Yes indeed, does that mean similar katas across multiple languages have to be fully duplicated? I'd have expected an external checking system (à la TAP), doing everything internally with languages like Ruby or Python seems like a pretty bad idea.
I think it's a bad idea for most languages. Even with C, C++, Go, Rust, or Swift, it's pretty trivial to exploit anything running within the same process. Any user-submitted code needs to be isolated from any code you need to be able to trust.
A string match for the stdout can still be cheated.
For instance, if you ask me to write a program that computes the first 100 digits of pi, I can just have it print a string literal.
Anything that has no inputs, or that has a small input space, or that is known to be tested with only a few known input cases, can be cheated by cooking the output.

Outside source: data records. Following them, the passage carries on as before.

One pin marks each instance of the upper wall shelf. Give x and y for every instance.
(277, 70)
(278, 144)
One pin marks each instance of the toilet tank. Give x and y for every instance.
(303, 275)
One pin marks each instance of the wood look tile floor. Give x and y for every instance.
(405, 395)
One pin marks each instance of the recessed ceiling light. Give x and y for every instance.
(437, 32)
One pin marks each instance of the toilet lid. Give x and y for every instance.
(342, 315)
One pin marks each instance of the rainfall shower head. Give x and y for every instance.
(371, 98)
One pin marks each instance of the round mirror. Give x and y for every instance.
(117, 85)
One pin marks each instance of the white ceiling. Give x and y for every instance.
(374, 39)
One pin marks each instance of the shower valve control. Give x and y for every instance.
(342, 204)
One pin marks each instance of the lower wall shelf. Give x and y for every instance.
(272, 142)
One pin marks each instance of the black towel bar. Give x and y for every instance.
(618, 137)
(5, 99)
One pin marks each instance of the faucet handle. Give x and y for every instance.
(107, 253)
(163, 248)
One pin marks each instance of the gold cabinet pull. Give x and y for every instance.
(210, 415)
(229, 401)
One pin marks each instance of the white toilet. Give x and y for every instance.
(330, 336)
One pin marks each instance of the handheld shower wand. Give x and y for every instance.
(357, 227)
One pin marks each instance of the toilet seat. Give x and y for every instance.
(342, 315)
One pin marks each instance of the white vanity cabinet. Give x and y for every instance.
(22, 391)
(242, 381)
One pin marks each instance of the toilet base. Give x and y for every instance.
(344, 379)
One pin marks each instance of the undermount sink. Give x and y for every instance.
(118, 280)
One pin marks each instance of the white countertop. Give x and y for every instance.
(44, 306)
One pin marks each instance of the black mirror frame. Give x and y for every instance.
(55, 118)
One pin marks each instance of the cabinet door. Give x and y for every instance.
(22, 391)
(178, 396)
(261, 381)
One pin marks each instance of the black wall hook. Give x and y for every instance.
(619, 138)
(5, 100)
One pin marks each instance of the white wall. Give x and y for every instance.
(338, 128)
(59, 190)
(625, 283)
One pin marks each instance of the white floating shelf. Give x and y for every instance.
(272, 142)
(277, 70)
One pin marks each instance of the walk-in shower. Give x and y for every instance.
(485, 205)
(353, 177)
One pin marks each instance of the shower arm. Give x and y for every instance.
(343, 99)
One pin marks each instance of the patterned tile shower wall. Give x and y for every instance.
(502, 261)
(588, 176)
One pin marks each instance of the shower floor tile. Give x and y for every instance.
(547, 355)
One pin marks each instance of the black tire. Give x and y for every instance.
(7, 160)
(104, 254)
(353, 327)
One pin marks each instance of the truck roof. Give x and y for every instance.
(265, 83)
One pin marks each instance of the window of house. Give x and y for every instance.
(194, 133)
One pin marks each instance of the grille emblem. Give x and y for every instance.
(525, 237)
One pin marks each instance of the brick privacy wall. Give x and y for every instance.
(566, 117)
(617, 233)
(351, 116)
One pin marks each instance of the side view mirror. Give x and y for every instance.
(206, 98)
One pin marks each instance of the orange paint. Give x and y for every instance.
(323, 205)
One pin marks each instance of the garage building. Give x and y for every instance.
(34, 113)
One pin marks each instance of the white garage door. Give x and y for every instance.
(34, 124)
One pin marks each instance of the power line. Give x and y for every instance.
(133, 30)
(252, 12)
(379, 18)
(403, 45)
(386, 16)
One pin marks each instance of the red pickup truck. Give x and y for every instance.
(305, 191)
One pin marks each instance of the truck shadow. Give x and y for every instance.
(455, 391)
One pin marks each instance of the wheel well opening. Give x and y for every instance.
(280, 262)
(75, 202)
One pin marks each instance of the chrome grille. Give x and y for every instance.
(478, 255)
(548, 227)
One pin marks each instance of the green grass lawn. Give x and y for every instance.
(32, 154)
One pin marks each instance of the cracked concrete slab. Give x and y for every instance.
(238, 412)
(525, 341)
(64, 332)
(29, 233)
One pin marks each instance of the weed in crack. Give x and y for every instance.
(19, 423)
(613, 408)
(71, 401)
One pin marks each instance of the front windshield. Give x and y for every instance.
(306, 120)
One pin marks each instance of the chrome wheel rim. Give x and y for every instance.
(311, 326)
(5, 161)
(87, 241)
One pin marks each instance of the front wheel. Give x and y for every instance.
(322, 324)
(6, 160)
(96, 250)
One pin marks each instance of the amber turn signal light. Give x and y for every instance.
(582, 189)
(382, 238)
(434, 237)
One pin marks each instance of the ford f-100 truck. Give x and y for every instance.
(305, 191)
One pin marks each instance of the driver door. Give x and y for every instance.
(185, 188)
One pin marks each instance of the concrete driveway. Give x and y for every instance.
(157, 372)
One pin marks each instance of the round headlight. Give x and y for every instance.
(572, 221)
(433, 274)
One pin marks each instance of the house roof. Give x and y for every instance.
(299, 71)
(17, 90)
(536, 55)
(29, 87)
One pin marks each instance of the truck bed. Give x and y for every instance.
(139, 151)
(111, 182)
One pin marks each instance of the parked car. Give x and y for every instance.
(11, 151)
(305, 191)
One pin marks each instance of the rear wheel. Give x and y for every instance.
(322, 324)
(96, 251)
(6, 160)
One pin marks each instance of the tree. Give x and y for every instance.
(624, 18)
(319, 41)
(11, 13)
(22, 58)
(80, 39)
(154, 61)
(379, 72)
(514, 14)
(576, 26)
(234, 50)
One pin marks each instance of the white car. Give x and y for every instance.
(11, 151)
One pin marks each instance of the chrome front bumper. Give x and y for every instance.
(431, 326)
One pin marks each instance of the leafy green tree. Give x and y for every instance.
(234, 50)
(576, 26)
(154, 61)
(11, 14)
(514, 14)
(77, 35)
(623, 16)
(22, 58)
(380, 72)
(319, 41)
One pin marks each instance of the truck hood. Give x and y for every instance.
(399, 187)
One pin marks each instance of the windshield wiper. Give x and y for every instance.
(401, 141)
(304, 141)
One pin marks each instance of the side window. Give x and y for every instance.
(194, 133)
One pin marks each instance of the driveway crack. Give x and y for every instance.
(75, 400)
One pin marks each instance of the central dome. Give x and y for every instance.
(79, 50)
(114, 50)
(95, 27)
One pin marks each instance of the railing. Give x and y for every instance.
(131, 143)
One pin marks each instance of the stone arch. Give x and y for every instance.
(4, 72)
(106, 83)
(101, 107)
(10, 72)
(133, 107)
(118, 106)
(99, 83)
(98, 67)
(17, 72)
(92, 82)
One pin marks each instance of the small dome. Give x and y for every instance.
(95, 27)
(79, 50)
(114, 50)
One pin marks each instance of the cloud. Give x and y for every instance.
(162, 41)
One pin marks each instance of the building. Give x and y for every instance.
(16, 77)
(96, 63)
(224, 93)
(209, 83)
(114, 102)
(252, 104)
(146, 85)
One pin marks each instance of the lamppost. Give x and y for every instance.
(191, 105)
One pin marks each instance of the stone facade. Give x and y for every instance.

A "cheat-resistant" way to verify that something is working is to choose problems that have a large input space, and randomly probe the space.
Famous examples of this kind of cheating have occurred in compiler benchmark. A compiler can recognize that the program being fed to it is a known benchmark, and produce an optimization of the benchmark as a whole. I.e. "if the abstract syntax tree of 279 nodes is exactly this particular one, spit out this canned piece of code which 'translates' it."
The entire point to the site is that programming challenges using STDIN/OUT is not how you write code. So yes, you can cheat - but who cares. At least you get to write real code. Not to mention the number of things that can be tested for since you are able to use real testing frameworks.
STDOUT/IN based challenges cause developers to have to program esoteric challenges that they would never see in real life, and write code that they would never use for anything other than a challenge site.